Windows Kernel32.dll has some functions called file mapping like "CreateFileMapping", "Memmove_a", and other similar functions. It looks like it may be possible to use these to actually "move" parts of the file to "nothing" and thereby erase it. I believe there is also an insert function. Does anybody have any experience with file mapping? If so, it may be possible to use this idea. Here's a link to a situation similar to mine that uses this method:

If anyone has an idea for this, it would be most welcome!
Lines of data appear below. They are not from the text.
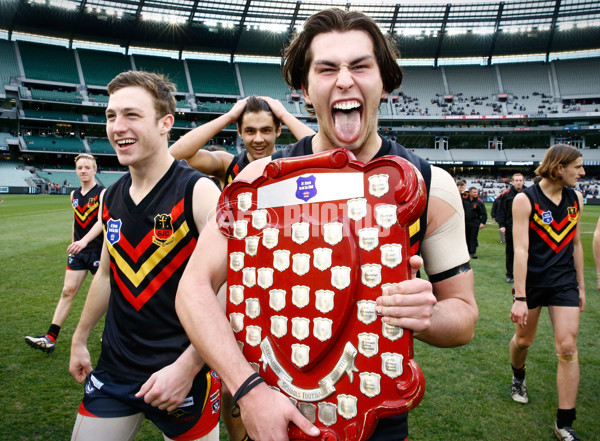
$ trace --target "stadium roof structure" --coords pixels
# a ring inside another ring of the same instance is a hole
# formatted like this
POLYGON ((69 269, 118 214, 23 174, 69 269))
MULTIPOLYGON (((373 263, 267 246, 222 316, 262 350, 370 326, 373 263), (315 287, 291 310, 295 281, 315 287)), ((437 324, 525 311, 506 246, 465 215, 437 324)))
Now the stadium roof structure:
POLYGON ((2 0, 0 28, 69 40, 277 57, 316 11, 362 11, 402 58, 438 60, 600 49, 594 0, 2 0))

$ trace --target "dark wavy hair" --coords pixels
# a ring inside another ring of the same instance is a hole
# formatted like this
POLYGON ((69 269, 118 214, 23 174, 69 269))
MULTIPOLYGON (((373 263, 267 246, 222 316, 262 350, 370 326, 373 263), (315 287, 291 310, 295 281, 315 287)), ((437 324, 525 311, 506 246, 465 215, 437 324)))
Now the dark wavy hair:
MULTIPOLYGON (((375 59, 379 66, 383 88, 392 92, 402 84, 402 69, 396 62, 400 53, 396 43, 389 35, 384 35, 375 21, 356 11, 339 8, 325 9, 311 15, 304 23, 302 31, 297 33, 284 49, 281 61, 281 73, 286 83, 294 90, 308 85, 308 71, 313 54, 310 45, 313 39, 325 32, 364 31, 373 40, 375 59)), ((314 114, 312 106, 306 108, 314 114)))
POLYGON ((273 123, 275 123, 275 130, 279 130, 279 127, 281 126, 281 121, 279 121, 279 118, 277 118, 275 116, 275 114, 273 113, 273 111, 271 110, 271 108, 269 107, 267 102, 265 100, 263 100, 262 98, 257 97, 256 95, 251 95, 246 99, 246 108, 244 109, 244 111, 242 112, 240 117, 238 118, 238 121, 237 121, 238 131, 242 130, 244 116, 246 116, 247 113, 258 113, 258 112, 270 113, 271 116, 273 117, 273 123))
POLYGON ((560 179, 558 166, 561 164, 570 164, 581 156, 583 156, 581 151, 573 146, 567 144, 554 144, 546 152, 544 160, 535 170, 535 173, 542 178, 557 181, 560 179))

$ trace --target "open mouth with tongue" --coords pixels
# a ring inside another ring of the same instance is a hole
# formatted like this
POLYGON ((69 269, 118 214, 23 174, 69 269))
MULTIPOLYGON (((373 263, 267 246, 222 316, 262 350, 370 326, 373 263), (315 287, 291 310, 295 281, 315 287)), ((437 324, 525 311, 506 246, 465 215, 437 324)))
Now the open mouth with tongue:
POLYGON ((362 106, 357 100, 339 101, 331 112, 335 135, 342 142, 353 142, 361 129, 362 106))

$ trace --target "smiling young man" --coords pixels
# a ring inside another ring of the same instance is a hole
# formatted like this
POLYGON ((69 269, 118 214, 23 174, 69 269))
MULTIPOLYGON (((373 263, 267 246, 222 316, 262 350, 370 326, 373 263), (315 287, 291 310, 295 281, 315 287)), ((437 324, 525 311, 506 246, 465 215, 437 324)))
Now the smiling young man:
POLYGON ((88 271, 92 275, 96 274, 100 264, 102 224, 98 222, 98 212, 100 198, 105 189, 96 183, 97 170, 96 159, 92 155, 82 154, 75 158, 75 172, 81 187, 71 192, 74 216, 72 242, 67 248, 69 257, 60 300, 46 335, 25 337, 25 342, 29 346, 48 354, 56 349, 58 333, 71 312, 73 299, 79 292, 88 271))
MULTIPOLYGON (((302 89, 319 131, 273 157, 343 147, 360 161, 396 155, 421 171, 428 187, 428 208, 413 229, 411 247, 420 248, 423 260, 415 256, 410 264, 415 273, 424 261, 430 281, 413 277, 386 288, 385 295, 377 298, 376 312, 385 323, 410 329, 424 342, 459 346, 472 339, 478 310, 464 212, 454 180, 377 133, 380 100, 402 82, 396 58, 390 40, 362 13, 328 9, 311 16, 286 49, 282 72, 290 87, 302 89)), ((268 161, 255 161, 239 178, 253 180, 268 161)), ((230 390, 244 390, 242 385, 254 370, 238 349, 214 294, 226 276, 227 239, 213 224, 204 230, 199 244, 210 247, 211 255, 197 251, 190 259, 178 290, 177 312, 194 346, 230 390), (211 340, 222 343, 217 349, 208 344, 211 340)), ((290 422, 311 436, 318 435, 288 398, 264 384, 255 385, 237 404, 252 439, 287 439, 290 422)), ((404 440, 407 430, 405 415, 384 418, 372 439, 404 440)))
POLYGON ((512 204, 515 244, 515 297, 510 318, 513 370, 511 397, 529 402, 525 362, 543 306, 554 330, 558 358, 558 410, 554 433, 561 441, 578 441, 573 430, 579 388, 577 334, 585 307, 580 219, 583 196, 573 188, 585 176, 581 152, 565 144, 548 149, 536 170, 542 180, 519 193, 512 204))
POLYGON ((72 440, 130 440, 144 418, 165 439, 219 436, 219 377, 190 345, 174 304, 219 190, 169 154, 172 87, 133 71, 108 85, 106 132, 129 173, 101 201, 100 268, 71 343, 69 371, 85 381, 72 440), (92 370, 87 340, 104 315, 92 370))
POLYGON ((216 177, 224 186, 235 179, 249 163, 269 157, 275 152, 275 141, 281 134, 282 122, 296 139, 315 133, 289 113, 279 101, 269 97, 249 96, 235 103, 229 112, 186 133, 171 146, 169 152, 177 159, 185 159, 196 170, 216 177), (211 138, 235 123, 246 151, 232 155, 202 150, 211 138))

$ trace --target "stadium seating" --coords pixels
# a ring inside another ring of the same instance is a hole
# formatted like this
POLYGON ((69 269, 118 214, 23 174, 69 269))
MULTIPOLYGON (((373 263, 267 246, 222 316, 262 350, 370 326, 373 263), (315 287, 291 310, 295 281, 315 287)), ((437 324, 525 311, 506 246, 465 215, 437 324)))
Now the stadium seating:
POLYGON ((37 110, 23 109, 25 118, 60 120, 60 121, 83 121, 83 117, 74 112, 61 110, 37 110))
POLYGON ((117 182, 125 173, 120 172, 102 172, 96 173, 96 181, 105 187, 108 187, 117 182))
POLYGON ((88 86, 106 87, 119 73, 132 69, 128 55, 90 49, 77 49, 77 54, 88 86))
POLYGON ((28 187, 27 179, 33 175, 29 170, 20 168, 20 163, 15 161, 0 161, 0 186, 2 187, 28 187))
POLYGON ((0 40, 0 93, 4 92, 5 84, 10 84, 11 78, 20 76, 13 43, 0 40))
POLYGON ((289 112, 296 113, 296 106, 289 103, 290 88, 281 76, 277 64, 238 63, 246 96, 265 95, 278 99, 289 112))
POLYGON ((149 55, 134 55, 137 70, 146 70, 165 75, 177 86, 178 93, 189 92, 183 62, 173 58, 152 57, 149 55))
POLYGON ((240 88, 233 64, 221 61, 187 60, 196 94, 239 96, 240 88))
POLYGON ((79 84, 73 51, 61 46, 19 41, 19 52, 28 79, 79 84))
POLYGON ((106 138, 88 138, 87 144, 92 155, 114 155, 115 150, 106 138))
POLYGON ((600 59, 556 60, 554 65, 561 97, 600 96, 600 59))
POLYGON ((24 135, 23 138, 27 144, 27 150, 30 151, 86 153, 83 141, 75 137, 24 135))
POLYGON ((44 90, 31 88, 31 98, 40 101, 59 101, 81 104, 83 97, 76 91, 44 90))
POLYGON ((42 170, 38 171, 37 175, 48 183, 52 182, 63 186, 66 182, 66 185, 70 185, 72 189, 79 188, 81 186, 81 182, 79 181, 75 170, 42 170))

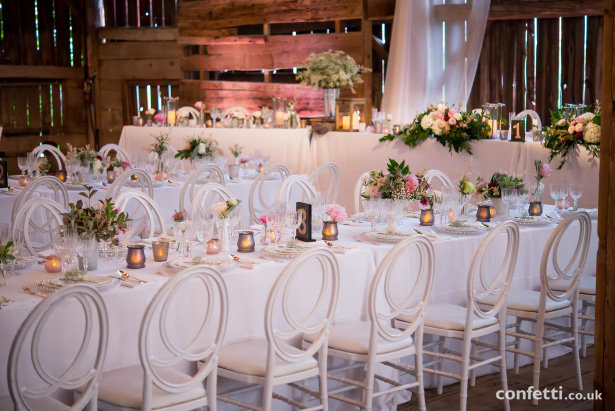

File mapping simply maps a view of the file into memory. It is meant to quickly modify files but there is no way to map a part of the file to "nothing" and make that part magically disappear. You still have to move the remainder of the file view to the new position before closing the file mapping to make that part be go away.

Writing a VI that goes to the offset where the modification starts and then in a loop reads in junks of data writing them back to the new desired offset will be not that difficult. If the part to insert will be bigger than the part it resizes you obviously will have to start the file junk read and write back at the end of the file if you do not want to write the changes into a new temorary file first and then deleting the original one moving the temporary file to its name. Of course this too would be done with a loop reading in junks at a time to avoid having to read in a 100MB file into memory.

For security reasons I would recommend to do the temporary file anyhow as this operation will take some time (seconds) and there is always a chance that a crash in the middle of the data copying might leave the file in a completely corrupted state.